The query itself represents information. If you can anticipate 100% of the ways in which you intend to query the information (no surprises), I'd argue there might be an ideal way to store it.
This is connected to the equivalence relationship between optimal indexing and optimal AGI. The "best" way is optimal for the entire universe of possible queries but has the downside of being profoundly computationally intractable.
Requiring perfect knowledge of how information will be used is brittle. It has the major benefit of making the algorithm design problem tractable, which is why we do it.
An alternative approach is to exclude large subsets of queries from the universe of answerable queries without enumerating the queries that the system can answer. The goal is to qualitatively reduce the computational intractability of the universal case by pruning it without over-specifying the queries it can answer such as in the traditional indexing case. This is approximately what "learned indexing" attempts to do.
This is exactly right, and the article is clickbait junk.
Given the domain name, I was expecting something about the physics of information storage, and some interesting law of nature. Instead, the article is a bad introduction to data structures.
You both are affirming the title of the article.
"No single best way", meaning "it depends."
But don't let something like literacy get in the way of a opportunity to engage in meaningless outrage.
This line of thought works for storage in isolation, but does not hold up if write speed is a concern.
Speed can always be improved. If a method is too slow, run multiple machines in parralel. Longevity is different as it cannot scale. A million cd burners are together very fast, but the CDs wont last any longer. So the storage method is is the more profound tech problem.
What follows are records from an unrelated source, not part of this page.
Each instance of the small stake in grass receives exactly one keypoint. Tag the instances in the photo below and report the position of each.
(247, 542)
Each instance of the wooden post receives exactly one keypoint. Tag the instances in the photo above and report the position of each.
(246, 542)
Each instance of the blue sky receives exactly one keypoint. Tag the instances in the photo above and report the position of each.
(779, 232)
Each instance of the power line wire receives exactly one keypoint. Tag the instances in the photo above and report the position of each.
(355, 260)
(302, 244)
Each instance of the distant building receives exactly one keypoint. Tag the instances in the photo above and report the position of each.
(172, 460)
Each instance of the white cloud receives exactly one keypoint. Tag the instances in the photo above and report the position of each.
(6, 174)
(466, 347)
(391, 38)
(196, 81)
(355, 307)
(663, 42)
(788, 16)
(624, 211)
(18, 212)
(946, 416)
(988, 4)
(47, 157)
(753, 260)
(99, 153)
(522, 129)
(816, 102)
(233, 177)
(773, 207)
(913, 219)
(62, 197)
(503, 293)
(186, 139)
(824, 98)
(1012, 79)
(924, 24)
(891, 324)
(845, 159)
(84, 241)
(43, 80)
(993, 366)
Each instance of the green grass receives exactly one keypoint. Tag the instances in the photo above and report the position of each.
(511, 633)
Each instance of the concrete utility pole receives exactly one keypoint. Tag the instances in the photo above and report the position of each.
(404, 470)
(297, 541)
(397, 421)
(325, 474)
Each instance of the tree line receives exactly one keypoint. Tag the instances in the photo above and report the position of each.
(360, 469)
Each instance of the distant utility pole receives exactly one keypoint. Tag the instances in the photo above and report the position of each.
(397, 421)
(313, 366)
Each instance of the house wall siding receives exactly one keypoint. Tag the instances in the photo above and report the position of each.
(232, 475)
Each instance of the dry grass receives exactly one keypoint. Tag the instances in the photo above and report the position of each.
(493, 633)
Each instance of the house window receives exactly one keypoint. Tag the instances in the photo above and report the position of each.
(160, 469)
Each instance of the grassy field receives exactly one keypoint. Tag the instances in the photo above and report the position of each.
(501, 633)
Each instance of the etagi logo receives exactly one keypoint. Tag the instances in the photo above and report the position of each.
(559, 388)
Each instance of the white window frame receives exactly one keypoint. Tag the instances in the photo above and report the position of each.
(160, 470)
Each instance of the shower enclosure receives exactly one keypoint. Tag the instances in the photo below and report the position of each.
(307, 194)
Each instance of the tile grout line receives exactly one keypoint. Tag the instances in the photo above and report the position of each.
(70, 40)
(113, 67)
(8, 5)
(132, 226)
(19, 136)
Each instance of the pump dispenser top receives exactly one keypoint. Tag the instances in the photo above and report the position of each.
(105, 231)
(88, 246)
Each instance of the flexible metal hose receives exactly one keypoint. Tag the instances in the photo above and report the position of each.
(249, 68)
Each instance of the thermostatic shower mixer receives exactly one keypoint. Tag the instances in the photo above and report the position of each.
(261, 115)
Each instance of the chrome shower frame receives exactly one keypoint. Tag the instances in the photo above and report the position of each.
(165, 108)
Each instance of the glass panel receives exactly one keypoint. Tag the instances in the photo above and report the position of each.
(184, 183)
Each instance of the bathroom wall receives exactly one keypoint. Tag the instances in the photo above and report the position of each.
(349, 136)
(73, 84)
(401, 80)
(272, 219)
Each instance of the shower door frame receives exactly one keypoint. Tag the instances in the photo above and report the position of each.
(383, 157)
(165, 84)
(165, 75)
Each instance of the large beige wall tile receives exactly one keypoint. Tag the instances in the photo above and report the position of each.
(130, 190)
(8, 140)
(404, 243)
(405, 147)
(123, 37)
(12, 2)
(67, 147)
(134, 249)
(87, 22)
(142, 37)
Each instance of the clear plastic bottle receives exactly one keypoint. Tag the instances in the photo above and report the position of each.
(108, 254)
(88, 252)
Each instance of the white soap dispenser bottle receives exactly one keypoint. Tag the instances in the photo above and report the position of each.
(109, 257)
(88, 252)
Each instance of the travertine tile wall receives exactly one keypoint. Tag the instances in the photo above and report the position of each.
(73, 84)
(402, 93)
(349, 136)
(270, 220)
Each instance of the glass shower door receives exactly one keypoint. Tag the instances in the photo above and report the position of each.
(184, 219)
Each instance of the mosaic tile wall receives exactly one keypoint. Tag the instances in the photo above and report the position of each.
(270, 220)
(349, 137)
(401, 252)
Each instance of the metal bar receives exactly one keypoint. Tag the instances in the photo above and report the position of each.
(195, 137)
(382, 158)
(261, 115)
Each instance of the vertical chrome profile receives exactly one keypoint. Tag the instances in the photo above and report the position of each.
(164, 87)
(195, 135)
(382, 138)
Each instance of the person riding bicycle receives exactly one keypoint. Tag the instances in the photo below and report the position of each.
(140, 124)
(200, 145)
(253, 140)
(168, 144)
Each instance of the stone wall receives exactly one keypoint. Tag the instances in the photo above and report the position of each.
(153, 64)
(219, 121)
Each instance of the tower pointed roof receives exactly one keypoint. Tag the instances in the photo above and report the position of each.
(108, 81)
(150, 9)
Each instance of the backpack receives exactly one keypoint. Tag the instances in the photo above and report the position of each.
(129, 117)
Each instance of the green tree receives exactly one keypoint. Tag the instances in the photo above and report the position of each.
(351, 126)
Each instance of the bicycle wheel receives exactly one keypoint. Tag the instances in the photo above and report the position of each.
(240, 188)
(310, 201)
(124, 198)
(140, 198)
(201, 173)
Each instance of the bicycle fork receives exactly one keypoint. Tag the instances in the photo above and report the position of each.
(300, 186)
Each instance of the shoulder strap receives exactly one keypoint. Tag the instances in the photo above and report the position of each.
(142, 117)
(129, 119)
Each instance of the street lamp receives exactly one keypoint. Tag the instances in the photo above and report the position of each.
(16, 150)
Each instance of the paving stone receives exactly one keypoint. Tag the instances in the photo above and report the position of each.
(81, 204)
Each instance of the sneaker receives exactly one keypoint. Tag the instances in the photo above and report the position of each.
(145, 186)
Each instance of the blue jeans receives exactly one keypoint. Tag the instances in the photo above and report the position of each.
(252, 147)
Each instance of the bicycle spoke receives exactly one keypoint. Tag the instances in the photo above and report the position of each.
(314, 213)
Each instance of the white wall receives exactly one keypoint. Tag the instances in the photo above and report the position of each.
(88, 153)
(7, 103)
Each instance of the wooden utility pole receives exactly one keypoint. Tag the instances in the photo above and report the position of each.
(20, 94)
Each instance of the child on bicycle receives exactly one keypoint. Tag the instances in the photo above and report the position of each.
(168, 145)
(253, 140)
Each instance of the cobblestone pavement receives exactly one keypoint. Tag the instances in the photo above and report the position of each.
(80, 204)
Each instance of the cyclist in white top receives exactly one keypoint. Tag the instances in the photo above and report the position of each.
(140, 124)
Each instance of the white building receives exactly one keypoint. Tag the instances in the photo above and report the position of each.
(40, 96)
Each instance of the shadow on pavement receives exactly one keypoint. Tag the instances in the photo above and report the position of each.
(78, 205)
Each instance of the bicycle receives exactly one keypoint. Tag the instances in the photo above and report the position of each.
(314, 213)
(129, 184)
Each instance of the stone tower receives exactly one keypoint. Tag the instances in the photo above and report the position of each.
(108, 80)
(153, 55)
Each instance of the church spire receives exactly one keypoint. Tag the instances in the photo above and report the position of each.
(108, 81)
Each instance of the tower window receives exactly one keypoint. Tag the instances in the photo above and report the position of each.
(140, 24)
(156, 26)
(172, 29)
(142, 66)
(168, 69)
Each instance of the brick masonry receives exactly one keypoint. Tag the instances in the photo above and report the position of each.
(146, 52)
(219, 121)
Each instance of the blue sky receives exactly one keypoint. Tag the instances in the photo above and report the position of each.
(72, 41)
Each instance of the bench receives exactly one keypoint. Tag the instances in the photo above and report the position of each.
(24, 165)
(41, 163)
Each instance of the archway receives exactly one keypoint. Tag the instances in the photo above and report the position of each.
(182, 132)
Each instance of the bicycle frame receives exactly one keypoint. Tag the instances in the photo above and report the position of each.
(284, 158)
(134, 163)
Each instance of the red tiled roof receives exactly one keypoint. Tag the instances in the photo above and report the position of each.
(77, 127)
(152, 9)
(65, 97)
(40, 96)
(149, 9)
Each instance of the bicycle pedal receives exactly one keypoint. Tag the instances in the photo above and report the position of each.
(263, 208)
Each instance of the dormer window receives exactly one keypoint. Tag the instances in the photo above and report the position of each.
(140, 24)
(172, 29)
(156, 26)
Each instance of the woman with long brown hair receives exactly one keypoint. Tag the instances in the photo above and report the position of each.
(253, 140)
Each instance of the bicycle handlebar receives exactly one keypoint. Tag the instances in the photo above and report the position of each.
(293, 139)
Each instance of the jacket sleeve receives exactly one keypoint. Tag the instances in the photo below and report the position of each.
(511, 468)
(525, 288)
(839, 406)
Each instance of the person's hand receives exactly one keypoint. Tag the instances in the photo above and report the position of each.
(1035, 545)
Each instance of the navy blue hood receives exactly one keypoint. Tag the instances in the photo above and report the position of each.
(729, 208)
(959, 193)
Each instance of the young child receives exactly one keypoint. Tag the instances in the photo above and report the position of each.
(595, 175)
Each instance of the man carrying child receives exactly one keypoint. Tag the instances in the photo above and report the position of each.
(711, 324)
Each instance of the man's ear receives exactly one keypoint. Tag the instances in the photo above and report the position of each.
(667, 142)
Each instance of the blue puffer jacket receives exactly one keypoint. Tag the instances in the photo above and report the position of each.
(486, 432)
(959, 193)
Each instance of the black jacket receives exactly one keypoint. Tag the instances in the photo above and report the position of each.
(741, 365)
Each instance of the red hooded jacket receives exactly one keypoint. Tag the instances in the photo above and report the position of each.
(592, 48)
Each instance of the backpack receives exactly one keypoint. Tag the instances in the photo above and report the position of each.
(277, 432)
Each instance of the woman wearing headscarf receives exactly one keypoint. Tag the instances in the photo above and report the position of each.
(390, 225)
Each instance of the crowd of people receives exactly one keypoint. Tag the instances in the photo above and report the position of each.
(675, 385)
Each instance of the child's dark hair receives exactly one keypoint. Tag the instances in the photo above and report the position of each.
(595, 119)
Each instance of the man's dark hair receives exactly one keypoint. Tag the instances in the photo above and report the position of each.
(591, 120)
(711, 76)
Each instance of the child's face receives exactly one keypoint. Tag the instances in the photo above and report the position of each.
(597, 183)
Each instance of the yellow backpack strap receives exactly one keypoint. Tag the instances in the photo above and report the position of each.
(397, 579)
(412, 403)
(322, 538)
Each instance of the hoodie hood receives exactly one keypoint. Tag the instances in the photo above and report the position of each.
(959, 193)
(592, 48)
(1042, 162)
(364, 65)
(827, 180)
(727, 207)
So long as (fast/optimal) real-time access to new data is not a concern, you can introduce compaction to solve both problems.
> (fast/optimal) real-time access to new data
https://en.wikipedia.org/wiki/Optimal_binary_search_tree#Dyn...
as a line of thought, it totally does. you just extend the workload description to include writes. where this get problematic is that the ideal structure for transactional writes is nearly pessimal from a read standpoint. which is why we seem to end up doubling the write overhead - once to remember and once to optimize. or highly write-centric approach like LSM
I'd love to be clued in on more interesting architectures that either attempt to optimize both or provide a more continuous tuning knob between them
Yes with the important caveat that a lot of the time people don't have a crystal ball, can't see the far future, don't know if their intents will materialise in practice 12 months down the line and should therefore store information in Postures until that isn't a feasible option any more.
A consequence of there being no generally superior storage mechanism is that technologists as a community should have an agreed default standard for storage - which happens to be relational.
What if the various potential queries demand different / conflicting compression schemes?
I'd say this is spiritually what the no-free-lunch theorems are about... Because whatever "AI model" / query system you build -- it is implicitly biased towards queries coming from one slice of futures.